Mas quem poderão os democratas apresentar em alternativa a Biden? Kamala Harris é a escolha intuitiva. Com a maior experiência executiva de entre os dois candidatos seguintes é, no entanto, uma escolha pouco ambiciosa, pecando pela impopularidade a favor da familiaridade que a vice-presidência lhe conferiu. Se Biden abdicar da sua candidatura, é provável que dê o seu apoio publicamente a Harris (uma decisão eventualmente precipitada e que poderá descartar melhores candidatos).

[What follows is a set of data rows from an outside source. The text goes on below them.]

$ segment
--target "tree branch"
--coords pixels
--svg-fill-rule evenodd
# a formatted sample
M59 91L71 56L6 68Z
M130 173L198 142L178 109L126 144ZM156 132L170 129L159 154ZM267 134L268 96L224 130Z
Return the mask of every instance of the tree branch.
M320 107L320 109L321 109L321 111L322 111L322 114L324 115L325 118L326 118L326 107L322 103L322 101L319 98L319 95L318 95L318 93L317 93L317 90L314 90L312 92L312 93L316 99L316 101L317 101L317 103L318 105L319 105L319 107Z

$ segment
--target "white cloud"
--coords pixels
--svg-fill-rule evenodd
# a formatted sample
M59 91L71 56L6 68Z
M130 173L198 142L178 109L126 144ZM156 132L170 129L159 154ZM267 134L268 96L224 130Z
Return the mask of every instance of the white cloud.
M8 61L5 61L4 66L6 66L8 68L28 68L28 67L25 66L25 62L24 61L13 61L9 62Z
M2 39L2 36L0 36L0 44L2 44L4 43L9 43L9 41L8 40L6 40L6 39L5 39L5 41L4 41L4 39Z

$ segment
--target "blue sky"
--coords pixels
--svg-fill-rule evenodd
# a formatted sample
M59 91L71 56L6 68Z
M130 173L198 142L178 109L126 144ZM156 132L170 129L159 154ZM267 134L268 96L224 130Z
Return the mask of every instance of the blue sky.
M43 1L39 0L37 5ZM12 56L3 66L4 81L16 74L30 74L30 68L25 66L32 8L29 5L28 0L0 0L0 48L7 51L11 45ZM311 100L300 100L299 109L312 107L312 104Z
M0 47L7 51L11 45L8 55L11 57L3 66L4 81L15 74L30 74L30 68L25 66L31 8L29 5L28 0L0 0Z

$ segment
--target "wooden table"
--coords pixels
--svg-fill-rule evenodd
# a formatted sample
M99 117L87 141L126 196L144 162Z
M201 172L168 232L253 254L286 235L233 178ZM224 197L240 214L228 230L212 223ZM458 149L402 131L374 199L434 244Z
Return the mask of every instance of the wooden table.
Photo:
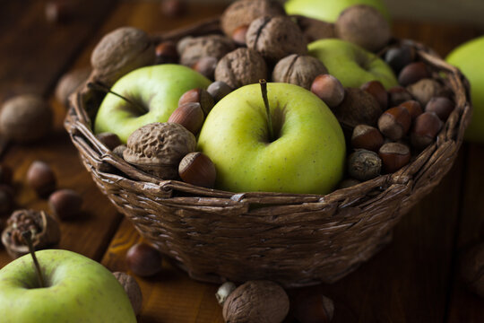
M223 10L194 4L185 16L169 19L154 1L76 0L73 16L53 24L44 18L44 1L0 3L0 101L25 92L52 98L63 74L88 66L95 44L117 27L163 31ZM482 34L470 26L416 22L395 22L393 30L395 36L422 41L441 55ZM138 233L81 165L62 127L65 109L53 98L50 101L56 110L54 133L38 144L11 146L2 159L14 170L15 202L18 207L48 210L47 202L25 185L32 161L48 162L58 187L75 189L85 200L79 219L62 223L60 248L100 261L112 271L126 270L125 254L140 240ZM438 188L398 224L392 243L340 282L309 289L335 301L334 322L484 322L484 300L466 292L457 275L460 250L483 239L481 158L484 146L464 144ZM0 249L0 266L10 261ZM155 277L138 281L144 297L141 322L223 321L214 298L216 285L194 282L169 265Z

Gretchen Whitmer, a governadora do Michigan, é uma figura popular entre os Democratas, com experiência governativa marcada por reformas ambiciosas e sucesso eleitoral no seu estado. Dada a sua idade, e juntamente com a possibilidade de se tornar a primeira mulher presidente dos Estados Unidos, aparenta ser a candidata mais capaz de animar a campanha Democrata com um novo ímpeto.

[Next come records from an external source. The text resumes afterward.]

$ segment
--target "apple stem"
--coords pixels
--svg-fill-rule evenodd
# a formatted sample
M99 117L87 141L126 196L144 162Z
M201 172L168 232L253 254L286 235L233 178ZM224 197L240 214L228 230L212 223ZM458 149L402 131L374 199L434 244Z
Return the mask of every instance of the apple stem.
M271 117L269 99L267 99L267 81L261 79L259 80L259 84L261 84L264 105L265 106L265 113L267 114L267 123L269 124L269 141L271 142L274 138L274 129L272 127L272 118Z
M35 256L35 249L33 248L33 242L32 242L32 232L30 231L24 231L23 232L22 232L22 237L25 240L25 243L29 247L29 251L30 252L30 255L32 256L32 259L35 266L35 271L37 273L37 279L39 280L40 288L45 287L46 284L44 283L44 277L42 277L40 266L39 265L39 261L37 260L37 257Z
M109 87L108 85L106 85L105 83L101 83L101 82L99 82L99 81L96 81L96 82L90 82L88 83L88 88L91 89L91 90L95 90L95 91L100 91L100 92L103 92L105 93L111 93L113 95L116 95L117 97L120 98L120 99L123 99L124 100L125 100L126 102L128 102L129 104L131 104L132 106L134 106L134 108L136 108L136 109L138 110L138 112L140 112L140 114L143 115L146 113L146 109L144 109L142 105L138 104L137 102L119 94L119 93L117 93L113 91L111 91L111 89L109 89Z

Por fim, Gavin Newsom, o governador da Califórnia, é uma figura familiar para quem segue o ciclo de notícias norte-americano, conhecido por ser um forte aliado da administração Biden. Newsom, apesar de conhecidas as suas ambições presidenciais e do relativo reconhecimento entre os Democratas, não parece uma opção tão forte quanto a sua competição, podendo a sua escolha resultar mais de uma série de concessões internas entre Democratas, do que uma escolha ponderada do candidato mais capaz de elevar o partido da sua condição moribunda e transformá-lo num engenho capaz de derrotar Trump no frente-a-frente de Novembro.
Ao contrário do que os otimistas que acreditam num novo sucesso de Biden por virtude dos seus méritos face a Trump dizem, não é responsável pintar um cenário fácil para os Democratas. O caminho para uma vitória em Novembro será cada vez mais difícil enquanto a discussão se focar nas virtudes de Biden e se ignorar a sua clara rejeição entre o eleitorado americano. Além disso, o atentado a Donald Trump veio galvanizar ainda mais a sua campanha, tornando o ex-presidente alvo de simpatia de uma ponta à outra do espectro político. O relógio toca para Biden, e se o presidente quer realmente manter Trump longe da Casa Branca o melhor que tem a fazer é, como os heróis pistoleiros do velho oeste americano, deixar o seu revólver de lado e ter a coragem de cavalgar em direção ao pôr do sol.